"He's a daisy, sure. Anyway, I'll look round for a hat and jacket like the one I burned. You get him a saddle, Murray."

Thorne left them presently and drove away toward a ravine some miles from the settlement, and soon after he started Baxter saddled a horse and rode out to an outlying farm. In the meanwhile Corporal Slaney sauntered into the general room of the hotel, where Murray and several others were then sitting smoking. There was a box of crackers, a soda-water fountain, and a bottle of some highly colored syrup on one table, but that was all the refreshment the place provided.

Seating himself in a corner, the corporal sat unobtrusively listening to the conversation, which Murray presently turned into a particular channel for his especial benefit. It was a hot evening, and he sat astride a bench, clad only in blue shirt and trousers, with a glass of soda-water in front of him and a pipe in his hand. A big tin lamp burned unsteadily above him, for all the doors and windows were open, and a hot smell of dust and baked earth flowed into the room. The walls were formed of badly rent boards, and there was as usual no covering on the roughly laid floor.

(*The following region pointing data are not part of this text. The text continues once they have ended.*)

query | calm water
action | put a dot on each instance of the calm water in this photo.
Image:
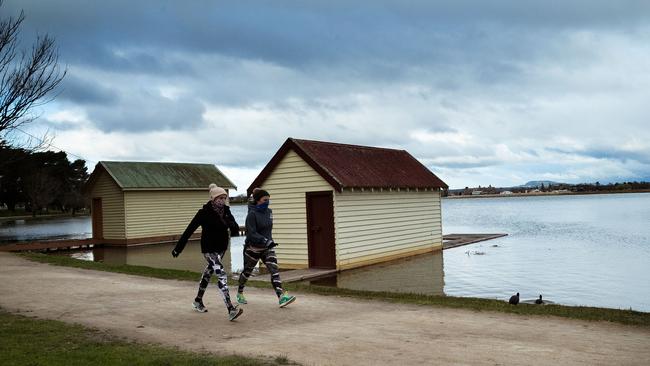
(577, 250)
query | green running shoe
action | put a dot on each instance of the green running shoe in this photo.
(235, 313)
(286, 299)
(198, 306)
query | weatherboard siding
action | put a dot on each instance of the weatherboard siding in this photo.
(376, 226)
(288, 184)
(161, 213)
(112, 206)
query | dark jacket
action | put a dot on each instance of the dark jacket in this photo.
(214, 232)
(259, 224)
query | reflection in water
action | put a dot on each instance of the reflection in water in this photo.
(51, 228)
(423, 274)
(575, 250)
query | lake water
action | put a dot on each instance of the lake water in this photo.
(577, 250)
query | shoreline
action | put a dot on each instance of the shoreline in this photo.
(545, 194)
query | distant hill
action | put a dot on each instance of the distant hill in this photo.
(538, 183)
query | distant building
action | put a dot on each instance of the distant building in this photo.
(343, 206)
(141, 202)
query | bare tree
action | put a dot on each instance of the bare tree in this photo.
(27, 78)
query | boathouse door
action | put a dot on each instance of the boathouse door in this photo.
(98, 219)
(320, 230)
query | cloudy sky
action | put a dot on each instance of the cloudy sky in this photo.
(482, 92)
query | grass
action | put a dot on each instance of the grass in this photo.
(629, 317)
(29, 341)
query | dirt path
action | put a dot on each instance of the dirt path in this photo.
(316, 330)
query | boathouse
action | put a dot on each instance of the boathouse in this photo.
(141, 202)
(344, 206)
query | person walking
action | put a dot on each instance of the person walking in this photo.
(259, 245)
(215, 220)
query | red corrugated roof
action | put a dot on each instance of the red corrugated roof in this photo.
(354, 166)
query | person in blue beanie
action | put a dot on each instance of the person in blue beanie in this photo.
(259, 245)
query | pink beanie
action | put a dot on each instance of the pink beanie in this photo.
(216, 191)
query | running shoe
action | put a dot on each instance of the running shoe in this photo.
(286, 299)
(198, 306)
(235, 313)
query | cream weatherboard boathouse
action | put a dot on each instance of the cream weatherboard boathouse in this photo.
(140, 202)
(344, 206)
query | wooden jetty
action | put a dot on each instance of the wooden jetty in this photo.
(48, 245)
(456, 240)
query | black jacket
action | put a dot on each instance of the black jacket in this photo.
(259, 224)
(214, 233)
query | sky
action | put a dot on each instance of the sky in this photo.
(481, 92)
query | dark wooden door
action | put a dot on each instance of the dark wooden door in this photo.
(98, 219)
(320, 230)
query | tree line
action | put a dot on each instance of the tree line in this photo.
(41, 181)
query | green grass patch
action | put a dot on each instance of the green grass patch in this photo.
(29, 341)
(630, 317)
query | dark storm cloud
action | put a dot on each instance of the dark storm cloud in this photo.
(77, 90)
(299, 34)
(142, 111)
(609, 153)
(488, 84)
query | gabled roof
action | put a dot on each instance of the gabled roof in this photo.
(354, 166)
(159, 176)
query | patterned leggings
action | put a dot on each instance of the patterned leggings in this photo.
(269, 259)
(215, 266)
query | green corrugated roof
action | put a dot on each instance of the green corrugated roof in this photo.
(143, 175)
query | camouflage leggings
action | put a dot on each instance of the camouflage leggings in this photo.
(269, 259)
(215, 266)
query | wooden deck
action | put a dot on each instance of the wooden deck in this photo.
(449, 241)
(297, 275)
(47, 245)
(456, 240)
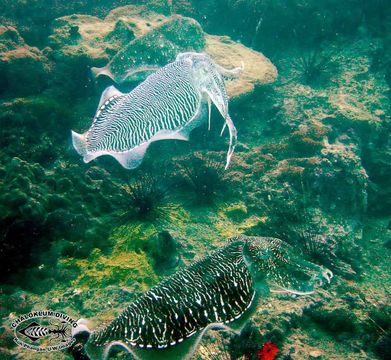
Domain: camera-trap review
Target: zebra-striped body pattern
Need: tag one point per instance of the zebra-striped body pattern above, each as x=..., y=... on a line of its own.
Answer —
x=215, y=290
x=167, y=105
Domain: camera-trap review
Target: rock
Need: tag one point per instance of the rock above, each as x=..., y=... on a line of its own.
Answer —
x=258, y=69
x=133, y=41
x=315, y=354
x=23, y=68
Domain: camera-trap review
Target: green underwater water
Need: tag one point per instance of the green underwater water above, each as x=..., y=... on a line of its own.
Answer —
x=312, y=165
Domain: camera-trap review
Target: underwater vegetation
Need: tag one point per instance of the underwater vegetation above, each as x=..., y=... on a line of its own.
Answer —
x=204, y=177
x=210, y=293
x=142, y=197
x=313, y=65
x=311, y=166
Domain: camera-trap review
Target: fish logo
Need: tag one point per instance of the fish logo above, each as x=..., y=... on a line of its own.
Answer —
x=34, y=331
x=44, y=331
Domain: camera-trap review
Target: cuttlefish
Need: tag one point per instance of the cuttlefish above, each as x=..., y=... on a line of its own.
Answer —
x=219, y=291
x=169, y=104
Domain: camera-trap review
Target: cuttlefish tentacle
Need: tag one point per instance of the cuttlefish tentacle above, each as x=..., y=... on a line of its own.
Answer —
x=230, y=73
x=169, y=321
x=167, y=105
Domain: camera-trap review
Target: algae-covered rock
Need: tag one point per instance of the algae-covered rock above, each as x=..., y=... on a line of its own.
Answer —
x=23, y=68
x=134, y=41
x=257, y=69
x=154, y=49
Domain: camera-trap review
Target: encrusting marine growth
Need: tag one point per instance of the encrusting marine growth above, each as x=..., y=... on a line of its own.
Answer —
x=208, y=294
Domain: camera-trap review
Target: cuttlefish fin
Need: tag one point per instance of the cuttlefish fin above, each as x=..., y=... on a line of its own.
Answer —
x=185, y=350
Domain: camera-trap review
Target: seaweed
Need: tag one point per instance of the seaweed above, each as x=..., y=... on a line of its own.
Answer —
x=163, y=249
x=246, y=344
x=314, y=66
x=142, y=198
x=204, y=177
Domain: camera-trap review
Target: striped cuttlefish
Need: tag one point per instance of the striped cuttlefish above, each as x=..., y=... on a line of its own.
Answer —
x=219, y=291
x=168, y=104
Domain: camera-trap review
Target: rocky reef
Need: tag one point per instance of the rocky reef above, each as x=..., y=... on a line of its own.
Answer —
x=312, y=165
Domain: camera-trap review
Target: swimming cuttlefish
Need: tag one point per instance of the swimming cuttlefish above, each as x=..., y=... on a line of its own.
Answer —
x=168, y=104
x=219, y=291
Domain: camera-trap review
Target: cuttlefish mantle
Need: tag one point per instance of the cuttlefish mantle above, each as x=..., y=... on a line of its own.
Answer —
x=219, y=292
x=168, y=105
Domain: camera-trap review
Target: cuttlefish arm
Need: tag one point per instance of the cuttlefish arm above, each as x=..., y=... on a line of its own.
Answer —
x=218, y=96
x=230, y=73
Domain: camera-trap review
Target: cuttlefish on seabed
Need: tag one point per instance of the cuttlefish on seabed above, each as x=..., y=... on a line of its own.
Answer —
x=218, y=292
x=169, y=104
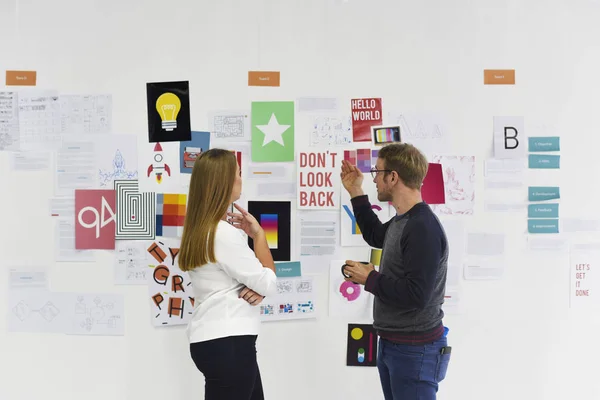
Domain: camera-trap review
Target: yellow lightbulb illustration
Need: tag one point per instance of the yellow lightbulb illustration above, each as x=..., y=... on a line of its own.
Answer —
x=168, y=106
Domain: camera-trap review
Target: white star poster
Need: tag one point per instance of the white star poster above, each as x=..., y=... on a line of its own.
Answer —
x=272, y=131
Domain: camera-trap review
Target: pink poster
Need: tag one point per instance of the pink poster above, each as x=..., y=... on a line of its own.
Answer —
x=95, y=219
x=433, y=185
x=365, y=113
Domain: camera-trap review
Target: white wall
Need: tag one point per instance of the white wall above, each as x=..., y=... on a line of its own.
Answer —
x=515, y=338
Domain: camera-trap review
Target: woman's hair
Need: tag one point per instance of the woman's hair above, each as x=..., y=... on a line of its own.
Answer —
x=211, y=185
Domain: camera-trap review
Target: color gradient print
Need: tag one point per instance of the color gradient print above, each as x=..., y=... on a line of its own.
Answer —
x=355, y=227
x=362, y=346
x=364, y=159
x=385, y=134
x=170, y=214
x=275, y=219
x=269, y=225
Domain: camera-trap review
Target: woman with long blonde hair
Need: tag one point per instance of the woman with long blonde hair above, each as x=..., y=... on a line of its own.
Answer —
x=228, y=278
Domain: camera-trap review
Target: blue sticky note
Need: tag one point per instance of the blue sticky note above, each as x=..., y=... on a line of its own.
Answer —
x=190, y=150
x=544, y=161
x=544, y=143
x=544, y=210
x=542, y=225
x=541, y=193
x=288, y=269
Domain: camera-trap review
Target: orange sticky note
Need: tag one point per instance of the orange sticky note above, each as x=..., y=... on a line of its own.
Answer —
x=21, y=78
x=263, y=78
x=498, y=76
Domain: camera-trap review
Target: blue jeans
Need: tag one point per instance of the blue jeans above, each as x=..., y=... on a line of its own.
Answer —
x=409, y=372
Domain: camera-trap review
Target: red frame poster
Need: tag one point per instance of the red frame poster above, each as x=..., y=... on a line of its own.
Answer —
x=365, y=113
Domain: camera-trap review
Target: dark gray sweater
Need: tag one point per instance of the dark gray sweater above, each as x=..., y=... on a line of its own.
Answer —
x=410, y=285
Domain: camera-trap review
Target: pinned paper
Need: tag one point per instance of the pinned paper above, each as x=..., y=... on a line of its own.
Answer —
x=21, y=78
x=543, y=210
x=545, y=143
x=542, y=225
x=540, y=161
x=498, y=76
x=263, y=78
x=541, y=193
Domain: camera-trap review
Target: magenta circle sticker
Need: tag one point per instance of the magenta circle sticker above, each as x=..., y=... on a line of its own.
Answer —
x=350, y=290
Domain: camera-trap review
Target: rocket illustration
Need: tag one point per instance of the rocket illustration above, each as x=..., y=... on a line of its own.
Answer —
x=158, y=167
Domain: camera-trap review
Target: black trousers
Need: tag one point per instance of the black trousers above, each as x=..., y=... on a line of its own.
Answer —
x=229, y=367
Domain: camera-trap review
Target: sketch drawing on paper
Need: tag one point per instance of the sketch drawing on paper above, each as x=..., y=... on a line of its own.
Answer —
x=48, y=311
x=119, y=171
x=459, y=183
x=229, y=126
x=98, y=313
x=331, y=131
x=9, y=122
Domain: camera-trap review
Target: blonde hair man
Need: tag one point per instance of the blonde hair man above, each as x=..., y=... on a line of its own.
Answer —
x=413, y=353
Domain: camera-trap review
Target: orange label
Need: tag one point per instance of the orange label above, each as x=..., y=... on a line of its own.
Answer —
x=21, y=78
x=498, y=76
x=263, y=78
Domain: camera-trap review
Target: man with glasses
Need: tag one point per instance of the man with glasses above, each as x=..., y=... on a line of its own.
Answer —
x=409, y=288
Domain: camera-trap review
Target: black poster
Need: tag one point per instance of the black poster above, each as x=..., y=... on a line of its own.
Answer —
x=168, y=111
x=362, y=346
x=274, y=217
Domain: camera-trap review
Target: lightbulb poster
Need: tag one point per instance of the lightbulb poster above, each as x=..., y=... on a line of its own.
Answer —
x=168, y=111
x=275, y=219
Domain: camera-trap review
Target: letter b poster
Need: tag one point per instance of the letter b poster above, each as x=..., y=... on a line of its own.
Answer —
x=510, y=140
x=365, y=113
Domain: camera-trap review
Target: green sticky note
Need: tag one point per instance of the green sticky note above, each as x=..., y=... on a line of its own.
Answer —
x=288, y=269
x=272, y=131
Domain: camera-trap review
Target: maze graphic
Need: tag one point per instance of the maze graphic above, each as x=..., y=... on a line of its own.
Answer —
x=136, y=212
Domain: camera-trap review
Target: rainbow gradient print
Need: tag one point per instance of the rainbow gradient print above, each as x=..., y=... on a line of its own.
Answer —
x=269, y=224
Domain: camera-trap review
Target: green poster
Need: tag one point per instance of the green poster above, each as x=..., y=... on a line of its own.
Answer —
x=272, y=131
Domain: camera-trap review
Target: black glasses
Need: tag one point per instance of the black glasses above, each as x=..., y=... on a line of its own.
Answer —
x=374, y=171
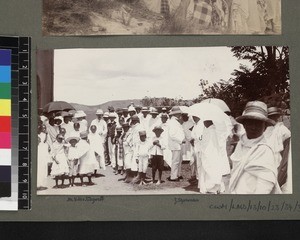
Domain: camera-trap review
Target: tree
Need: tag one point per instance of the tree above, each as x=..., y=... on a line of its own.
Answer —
x=266, y=80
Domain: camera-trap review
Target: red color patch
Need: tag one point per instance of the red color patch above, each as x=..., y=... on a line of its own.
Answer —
x=5, y=124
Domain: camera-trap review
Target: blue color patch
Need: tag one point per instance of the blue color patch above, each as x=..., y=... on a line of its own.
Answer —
x=5, y=57
x=5, y=74
x=5, y=174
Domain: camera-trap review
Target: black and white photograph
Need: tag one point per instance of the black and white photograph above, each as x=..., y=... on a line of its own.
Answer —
x=161, y=17
x=148, y=121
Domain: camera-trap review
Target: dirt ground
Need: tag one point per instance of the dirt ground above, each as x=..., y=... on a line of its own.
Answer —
x=107, y=183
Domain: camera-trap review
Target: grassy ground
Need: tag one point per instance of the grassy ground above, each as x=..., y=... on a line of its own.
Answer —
x=107, y=183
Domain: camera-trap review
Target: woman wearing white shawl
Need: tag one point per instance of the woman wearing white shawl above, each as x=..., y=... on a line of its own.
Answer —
x=96, y=143
x=254, y=169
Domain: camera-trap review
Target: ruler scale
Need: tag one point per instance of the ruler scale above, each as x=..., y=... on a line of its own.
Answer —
x=20, y=116
x=24, y=197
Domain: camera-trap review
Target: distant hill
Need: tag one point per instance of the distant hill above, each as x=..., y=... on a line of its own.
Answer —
x=91, y=110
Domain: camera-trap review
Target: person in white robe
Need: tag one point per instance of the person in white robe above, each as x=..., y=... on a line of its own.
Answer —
x=276, y=135
x=210, y=176
x=60, y=165
x=165, y=126
x=175, y=140
x=254, y=167
x=96, y=143
x=153, y=121
x=87, y=159
x=67, y=123
x=196, y=138
x=43, y=157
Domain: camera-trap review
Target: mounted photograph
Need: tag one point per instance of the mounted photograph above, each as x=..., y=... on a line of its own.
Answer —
x=161, y=17
x=147, y=121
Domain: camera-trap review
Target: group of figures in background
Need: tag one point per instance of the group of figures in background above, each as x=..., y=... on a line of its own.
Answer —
x=247, y=155
x=225, y=16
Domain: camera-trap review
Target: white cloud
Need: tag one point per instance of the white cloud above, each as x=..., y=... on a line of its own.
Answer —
x=95, y=76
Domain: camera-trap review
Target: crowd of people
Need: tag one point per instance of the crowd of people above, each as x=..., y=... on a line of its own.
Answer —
x=232, y=16
x=246, y=155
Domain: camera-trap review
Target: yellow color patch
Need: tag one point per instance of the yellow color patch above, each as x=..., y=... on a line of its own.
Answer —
x=5, y=107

"As I've often said," he observed, "the police will never get another man like old Sergeant Mackintyre. He ran his man down right away every time."

Slaney pricked his ears, and another of them broke in:

"Mackintyre would have had Jake Winthrop jailed quite a while ago. The boys aren't up to trailing now."

"Seems to me they didn't want Winthrop much," drawled Murray. "They went prowling round the homesteads, worrying folks who didn't know anything about him, while he hit the trail for the frontier."

A third man turned to Slaney.

"Didn't you send two of the boys off Dakota way, Corporal?"

"We did," answered Slaney shortly. "That's about all I'm open to tell you."